Thank you in advance
The way you read your EEPROM is wrong, look at this approach:
for(int i = 0;i < 3; i++) Valor[i] = EEPROM.read(address + i);
EDIT: You could also just do:
EEPROM.get(address, Valor);
Your valor array has three elements but their indices are 0,1 and 2 not 1,2 and 3.
You're trying to push 24 bits into a sixteen bit int. Best make val a long instead.
Val=(Valor[1] << 16)+(Valor[2] << 8)+Valor[3];
What is your 8 bit value going to look like after you've shifted it 16 places to the left?
You need to cast Valor[n] to an unsigned long BEFORE applying the shift operator to it.
Danois90:
The way you read your EEPROM is wrong, look at this approach:for(int i = 0;i < 3; i++) Valor[i] = EEPROM.read(address + i);EDIT: You could also just do:
EEPROM.get(address, Valor);
I don't have problems in reading the EEPROM(I saved some values in the EEPROM first and I read them well). In fact if I do what you propose I would be reading all the time the same three registers address. My address start at 1 so the sequens would be: 1,2,3 and start again 1,2,3. I need to increment the address by one every time I read from the EEPROM.
Danois90:
The way you read your EEPROM is wrong, look at this approach:for(int i = 0;i < 3; i++) Valor[i] = EEPROM.read(address + i);EDIT: You could also just do:
EEPROM.get(address, Valor);
PaulS:
Val=(Valor[1] << 16)+(Valor[2] << 8)+Valor[3];What is your 8 bit value going to look like after you've shifted it 16 places to the left?
You need to cast Valor[n] to an unsigned long BEFORE applying the shift operator to it.
Yes, you are right I did not think about that...I declared Valor[n] as unsigned long but now the serial port monitor is not working...
Do you know the reason?
thank you
It's not valor that needs to be unsigned long but rather val. You're still using the wrong indices too.
Joaremi:
I don't have problems in reading the EEPROM(I saved some values in the EEPROM first and I read them well). In fact if I do what you propose I would be reading all the time the same three registers address. My address start at 1 so the sequens would be: 1,2,3 and start again 1,2,3. I need to increment the address by one every time I read from the EEPROM.

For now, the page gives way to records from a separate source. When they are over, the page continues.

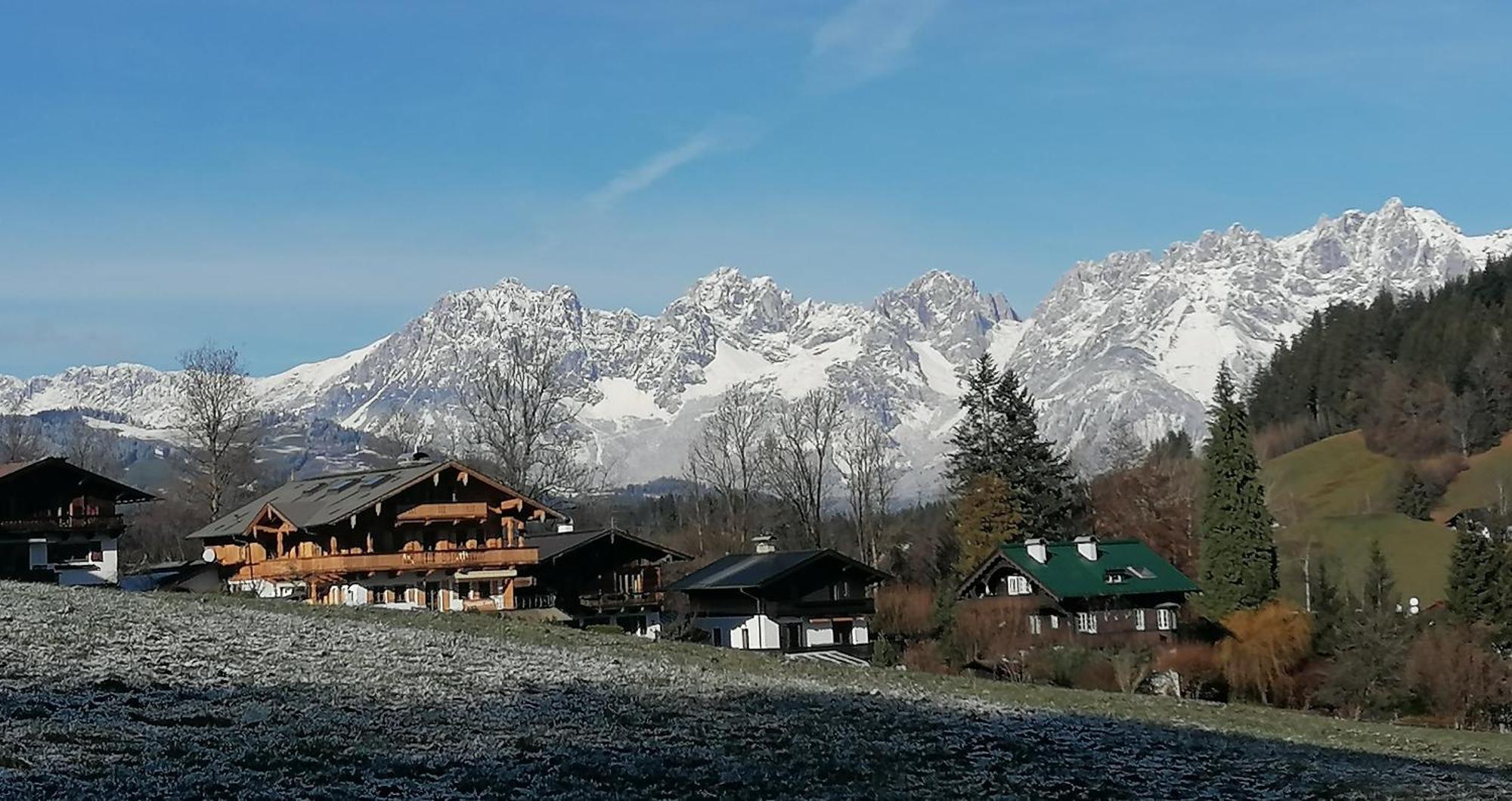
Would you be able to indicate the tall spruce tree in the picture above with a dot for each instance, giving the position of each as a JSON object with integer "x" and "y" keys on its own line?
{"x": 999, "y": 434}
{"x": 1478, "y": 578}
{"x": 987, "y": 516}
{"x": 1330, "y": 607}
{"x": 1238, "y": 549}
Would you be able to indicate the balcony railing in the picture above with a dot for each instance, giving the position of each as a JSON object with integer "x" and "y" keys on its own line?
{"x": 619, "y": 601}
{"x": 76, "y": 523}
{"x": 444, "y": 513}
{"x": 401, "y": 561}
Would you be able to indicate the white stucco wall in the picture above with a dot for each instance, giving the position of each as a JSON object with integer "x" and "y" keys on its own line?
{"x": 761, "y": 631}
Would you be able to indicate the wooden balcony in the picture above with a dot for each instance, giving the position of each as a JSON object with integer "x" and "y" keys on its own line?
{"x": 401, "y": 561}
{"x": 445, "y": 513}
{"x": 76, "y": 523}
{"x": 621, "y": 601}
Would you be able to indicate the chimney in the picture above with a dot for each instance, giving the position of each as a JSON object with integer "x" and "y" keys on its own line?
{"x": 1038, "y": 549}
{"x": 1088, "y": 548}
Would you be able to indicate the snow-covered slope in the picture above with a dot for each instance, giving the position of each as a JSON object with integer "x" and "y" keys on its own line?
{"x": 1129, "y": 337}
{"x": 1141, "y": 339}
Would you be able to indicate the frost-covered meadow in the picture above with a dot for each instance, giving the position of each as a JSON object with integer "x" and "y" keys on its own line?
{"x": 114, "y": 696}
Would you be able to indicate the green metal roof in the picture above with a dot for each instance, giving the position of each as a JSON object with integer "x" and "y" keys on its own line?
{"x": 1067, "y": 575}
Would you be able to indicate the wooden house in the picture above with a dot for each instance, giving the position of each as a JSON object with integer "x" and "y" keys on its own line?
{"x": 790, "y": 601}
{"x": 424, "y": 534}
{"x": 61, "y": 523}
{"x": 438, "y": 536}
{"x": 600, "y": 578}
{"x": 1085, "y": 591}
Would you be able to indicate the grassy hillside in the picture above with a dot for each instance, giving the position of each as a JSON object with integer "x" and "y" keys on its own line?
{"x": 1337, "y": 496}
{"x": 173, "y": 696}
{"x": 1487, "y": 483}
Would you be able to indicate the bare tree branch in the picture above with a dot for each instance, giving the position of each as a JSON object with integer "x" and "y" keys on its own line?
{"x": 727, "y": 454}
{"x": 799, "y": 457}
{"x": 218, "y": 416}
{"x": 525, "y": 421}
{"x": 869, "y": 463}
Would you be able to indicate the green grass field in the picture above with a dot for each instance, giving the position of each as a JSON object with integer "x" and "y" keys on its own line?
{"x": 1238, "y": 719}
{"x": 1487, "y": 483}
{"x": 1337, "y": 496}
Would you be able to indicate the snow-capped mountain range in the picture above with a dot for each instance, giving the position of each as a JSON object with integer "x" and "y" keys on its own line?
{"x": 1132, "y": 337}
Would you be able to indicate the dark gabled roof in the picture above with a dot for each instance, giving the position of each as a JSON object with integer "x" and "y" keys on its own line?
{"x": 327, "y": 499}
{"x": 1067, "y": 575}
{"x": 123, "y": 493}
{"x": 551, "y": 546}
{"x": 752, "y": 570}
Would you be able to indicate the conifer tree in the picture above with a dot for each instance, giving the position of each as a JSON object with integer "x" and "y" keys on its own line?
{"x": 1238, "y": 551}
{"x": 987, "y": 516}
{"x": 1372, "y": 647}
{"x": 1478, "y": 578}
{"x": 999, "y": 434}
{"x": 1328, "y": 611}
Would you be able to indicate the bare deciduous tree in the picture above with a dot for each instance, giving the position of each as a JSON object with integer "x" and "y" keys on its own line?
{"x": 218, "y": 416}
{"x": 867, "y": 460}
{"x": 799, "y": 457}
{"x": 725, "y": 454}
{"x": 525, "y": 419}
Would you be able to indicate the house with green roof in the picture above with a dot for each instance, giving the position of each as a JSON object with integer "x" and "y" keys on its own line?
{"x": 1085, "y": 590}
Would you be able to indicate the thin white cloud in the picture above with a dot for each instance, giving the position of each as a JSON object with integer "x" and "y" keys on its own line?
{"x": 652, "y": 169}
{"x": 867, "y": 39}
{"x": 720, "y": 136}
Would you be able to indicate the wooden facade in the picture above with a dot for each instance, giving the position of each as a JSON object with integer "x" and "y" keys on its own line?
{"x": 1083, "y": 591}
{"x": 60, "y": 522}
{"x": 436, "y": 536}
{"x": 789, "y": 602}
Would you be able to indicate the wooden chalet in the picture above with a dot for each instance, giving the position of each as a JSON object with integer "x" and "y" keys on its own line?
{"x": 61, "y": 523}
{"x": 424, "y": 534}
{"x": 600, "y": 578}
{"x": 790, "y": 601}
{"x": 1085, "y": 591}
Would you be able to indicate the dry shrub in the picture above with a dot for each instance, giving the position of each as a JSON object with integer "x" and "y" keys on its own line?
{"x": 926, "y": 658}
{"x": 1098, "y": 673}
{"x": 1442, "y": 470}
{"x": 1070, "y": 667}
{"x": 1130, "y": 669}
{"x": 988, "y": 631}
{"x": 1197, "y": 664}
{"x": 1263, "y": 647}
{"x": 1278, "y": 439}
{"x": 905, "y": 611}
{"x": 1457, "y": 675}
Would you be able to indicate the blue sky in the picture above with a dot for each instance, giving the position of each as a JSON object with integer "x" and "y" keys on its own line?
{"x": 300, "y": 179}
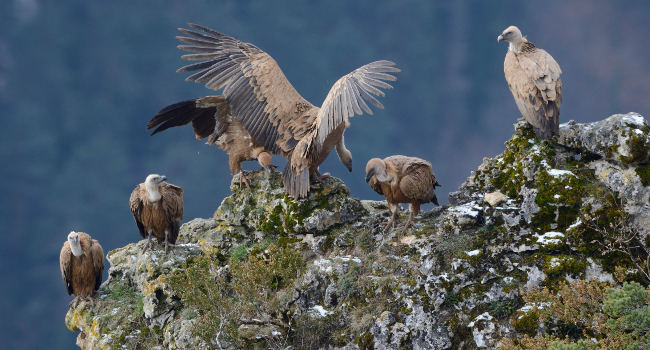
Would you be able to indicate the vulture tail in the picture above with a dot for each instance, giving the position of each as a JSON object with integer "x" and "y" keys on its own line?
{"x": 297, "y": 185}
{"x": 203, "y": 118}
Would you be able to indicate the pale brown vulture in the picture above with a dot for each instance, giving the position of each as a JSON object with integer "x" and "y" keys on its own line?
{"x": 157, "y": 208}
{"x": 82, "y": 264}
{"x": 273, "y": 112}
{"x": 402, "y": 179}
{"x": 211, "y": 118}
{"x": 533, "y": 77}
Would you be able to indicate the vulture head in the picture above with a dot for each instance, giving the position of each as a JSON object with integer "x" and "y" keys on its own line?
{"x": 75, "y": 244}
{"x": 376, "y": 167}
{"x": 512, "y": 35}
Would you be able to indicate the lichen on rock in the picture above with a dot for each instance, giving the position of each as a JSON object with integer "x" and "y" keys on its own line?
{"x": 268, "y": 271}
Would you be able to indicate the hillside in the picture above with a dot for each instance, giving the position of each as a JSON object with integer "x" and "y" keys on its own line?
{"x": 539, "y": 245}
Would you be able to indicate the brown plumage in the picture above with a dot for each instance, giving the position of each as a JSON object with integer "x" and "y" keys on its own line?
{"x": 211, "y": 118}
{"x": 402, "y": 179}
{"x": 157, "y": 208}
{"x": 273, "y": 112}
{"x": 82, "y": 264}
{"x": 533, "y": 77}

You do know that the first byte in EEPROM start at address 0? If you want to incrementally read 3 bytes for each iteration of "loop()" then just do:
EEPROM.get(address, Valor);
address += 3;
if (address >= EEPROM.length()) {
//Finished reading
}
But this code is not safe (neither is the code you posted), you may end up reading beyond size of EEPROM. You could avoid this by making the first line in "loop()" look like this:
if (address + 3 >= EEPROM.length()) return;
wildbill:
It's not valor that needs to be unsigned long but rather val. You're still using the wrong indices too.
I changed both(val,valor) before send the las post(I did not say it, sorry). I don't understand why the indices are wrong, I start "i" with 1 and end it with 3, so I get three values: Valor[1],Valor[2] and Valor[3]...
C/C++ arrays are indexed from zero, not one. Your use of valor[3] is outside the bounds of the array.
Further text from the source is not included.